A program tried to load new system extension(s) signed by “Kirill Luzanov”. If you want to enable these extensions, open Security & Privacy System Preferences.
Unfortunately, many of Apple’s ‘warnings’ are a bit short of useful info. I declined to ‘allow’ "Kirill Luzanov” or his ‘program’ to load/install any “system extensions”. Thank you very much! But it would be nice to know who/what/why the dialog displayed after the Safari and “Hardware(?)” update today.
Did you follow the dialog’s instructions and look in the Security & Privacy System Preference?
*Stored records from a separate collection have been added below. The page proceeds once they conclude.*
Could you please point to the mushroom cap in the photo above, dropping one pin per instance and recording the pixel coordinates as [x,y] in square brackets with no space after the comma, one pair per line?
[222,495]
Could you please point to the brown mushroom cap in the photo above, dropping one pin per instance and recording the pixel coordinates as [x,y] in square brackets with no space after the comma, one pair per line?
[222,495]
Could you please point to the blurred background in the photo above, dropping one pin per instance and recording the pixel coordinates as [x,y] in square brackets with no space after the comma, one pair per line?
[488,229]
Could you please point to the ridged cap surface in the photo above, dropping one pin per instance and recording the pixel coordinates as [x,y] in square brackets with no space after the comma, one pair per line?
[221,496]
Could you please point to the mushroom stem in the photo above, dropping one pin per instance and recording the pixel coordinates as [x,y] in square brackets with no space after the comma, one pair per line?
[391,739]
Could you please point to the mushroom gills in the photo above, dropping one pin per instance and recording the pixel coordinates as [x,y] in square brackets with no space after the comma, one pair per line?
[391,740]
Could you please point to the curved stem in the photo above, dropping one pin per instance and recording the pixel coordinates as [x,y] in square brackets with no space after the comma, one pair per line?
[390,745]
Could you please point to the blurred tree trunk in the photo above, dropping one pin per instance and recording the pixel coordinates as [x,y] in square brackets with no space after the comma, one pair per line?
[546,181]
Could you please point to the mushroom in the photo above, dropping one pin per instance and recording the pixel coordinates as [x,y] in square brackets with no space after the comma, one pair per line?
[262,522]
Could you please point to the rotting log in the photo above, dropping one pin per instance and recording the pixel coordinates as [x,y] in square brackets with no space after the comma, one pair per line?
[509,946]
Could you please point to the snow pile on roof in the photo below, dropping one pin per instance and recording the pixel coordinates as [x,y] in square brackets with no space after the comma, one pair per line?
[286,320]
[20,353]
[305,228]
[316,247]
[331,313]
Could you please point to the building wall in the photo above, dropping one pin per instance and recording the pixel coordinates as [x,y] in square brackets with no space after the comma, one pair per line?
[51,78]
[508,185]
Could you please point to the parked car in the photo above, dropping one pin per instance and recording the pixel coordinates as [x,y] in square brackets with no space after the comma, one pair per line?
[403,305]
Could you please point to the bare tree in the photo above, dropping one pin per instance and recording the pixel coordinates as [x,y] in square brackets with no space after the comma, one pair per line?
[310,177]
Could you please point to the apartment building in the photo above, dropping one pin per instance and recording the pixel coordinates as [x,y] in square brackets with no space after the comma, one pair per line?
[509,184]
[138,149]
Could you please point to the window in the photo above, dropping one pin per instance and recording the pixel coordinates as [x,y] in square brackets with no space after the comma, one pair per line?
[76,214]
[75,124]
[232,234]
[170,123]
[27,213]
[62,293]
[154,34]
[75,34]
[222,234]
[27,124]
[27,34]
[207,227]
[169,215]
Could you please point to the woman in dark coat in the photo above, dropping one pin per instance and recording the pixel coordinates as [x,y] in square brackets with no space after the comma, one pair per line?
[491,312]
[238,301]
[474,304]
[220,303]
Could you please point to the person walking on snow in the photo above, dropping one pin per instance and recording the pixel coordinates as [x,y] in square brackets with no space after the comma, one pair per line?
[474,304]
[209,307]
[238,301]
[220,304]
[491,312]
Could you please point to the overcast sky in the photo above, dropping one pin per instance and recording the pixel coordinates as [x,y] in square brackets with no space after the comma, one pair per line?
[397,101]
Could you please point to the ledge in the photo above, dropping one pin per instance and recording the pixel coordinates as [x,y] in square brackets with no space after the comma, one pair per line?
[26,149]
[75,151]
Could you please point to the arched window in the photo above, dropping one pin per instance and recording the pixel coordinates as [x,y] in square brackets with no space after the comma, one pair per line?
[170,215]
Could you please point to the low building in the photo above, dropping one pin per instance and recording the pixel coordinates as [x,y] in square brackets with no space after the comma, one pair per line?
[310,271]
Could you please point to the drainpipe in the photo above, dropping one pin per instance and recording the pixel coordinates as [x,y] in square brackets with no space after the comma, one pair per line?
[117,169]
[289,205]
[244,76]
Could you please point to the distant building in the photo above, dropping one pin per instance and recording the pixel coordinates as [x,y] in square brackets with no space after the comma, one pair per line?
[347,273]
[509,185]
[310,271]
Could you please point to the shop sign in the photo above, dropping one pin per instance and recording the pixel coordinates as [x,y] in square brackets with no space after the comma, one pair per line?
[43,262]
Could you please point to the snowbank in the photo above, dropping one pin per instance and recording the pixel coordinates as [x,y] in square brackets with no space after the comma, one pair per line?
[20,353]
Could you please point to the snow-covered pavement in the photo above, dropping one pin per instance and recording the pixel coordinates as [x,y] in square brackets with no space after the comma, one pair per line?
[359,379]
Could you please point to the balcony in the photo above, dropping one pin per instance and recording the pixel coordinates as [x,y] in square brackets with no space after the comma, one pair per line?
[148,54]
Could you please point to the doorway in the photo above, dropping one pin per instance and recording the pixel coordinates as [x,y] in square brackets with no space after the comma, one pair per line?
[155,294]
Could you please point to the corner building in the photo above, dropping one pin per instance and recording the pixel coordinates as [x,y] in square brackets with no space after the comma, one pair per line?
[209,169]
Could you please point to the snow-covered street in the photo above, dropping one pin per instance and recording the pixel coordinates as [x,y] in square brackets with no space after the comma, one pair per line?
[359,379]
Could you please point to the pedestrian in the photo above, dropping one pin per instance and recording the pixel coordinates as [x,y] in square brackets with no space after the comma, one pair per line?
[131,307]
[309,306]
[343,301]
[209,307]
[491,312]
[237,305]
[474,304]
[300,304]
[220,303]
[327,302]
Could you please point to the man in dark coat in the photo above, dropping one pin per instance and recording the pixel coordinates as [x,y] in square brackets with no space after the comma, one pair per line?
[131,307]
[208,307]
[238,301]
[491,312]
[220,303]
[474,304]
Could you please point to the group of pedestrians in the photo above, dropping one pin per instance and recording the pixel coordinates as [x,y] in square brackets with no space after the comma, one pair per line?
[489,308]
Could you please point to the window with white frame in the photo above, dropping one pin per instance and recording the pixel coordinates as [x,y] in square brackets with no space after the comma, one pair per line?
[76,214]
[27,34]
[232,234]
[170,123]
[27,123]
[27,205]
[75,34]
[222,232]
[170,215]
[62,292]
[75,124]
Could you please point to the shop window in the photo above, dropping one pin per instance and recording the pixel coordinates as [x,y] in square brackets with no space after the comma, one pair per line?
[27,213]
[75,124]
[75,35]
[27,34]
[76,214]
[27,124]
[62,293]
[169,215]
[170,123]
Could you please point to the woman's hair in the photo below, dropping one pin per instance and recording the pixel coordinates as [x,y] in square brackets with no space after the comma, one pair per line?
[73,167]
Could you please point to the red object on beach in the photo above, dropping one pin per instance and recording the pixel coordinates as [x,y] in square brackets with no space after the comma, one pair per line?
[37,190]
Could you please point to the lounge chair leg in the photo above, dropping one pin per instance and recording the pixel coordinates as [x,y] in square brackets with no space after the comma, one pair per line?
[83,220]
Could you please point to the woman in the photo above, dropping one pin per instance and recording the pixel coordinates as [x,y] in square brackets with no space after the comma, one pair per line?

It should show the name of the software for which an extension is trying to install.
I googled “Kirill Luzanov Mac app” (I added the other terms because there’s probably more than one person with that name in the world) and found a listing that suggests they’re a developer for the Mac app DriveDx, is that something you have installed?
The first link in the google search seemed to go to an outdated site (formidapps.com), DriveDx seems to be currently offered by Binary Fruit. Another search result associated their name with a kernel extension for SAT SMART Driver, another program from Binary Fruit.
In further searching I also turned up your findings. I also did check System Prefs-> Security & Privacy / General tab. It includes most warnings related that may appear on the day you see that kind of dialog. However, it is (in this case, anyway) a shortened version of the text in the warning dialog:
“System software from developer ‘Krill Luzanov’ was blocked from loading.”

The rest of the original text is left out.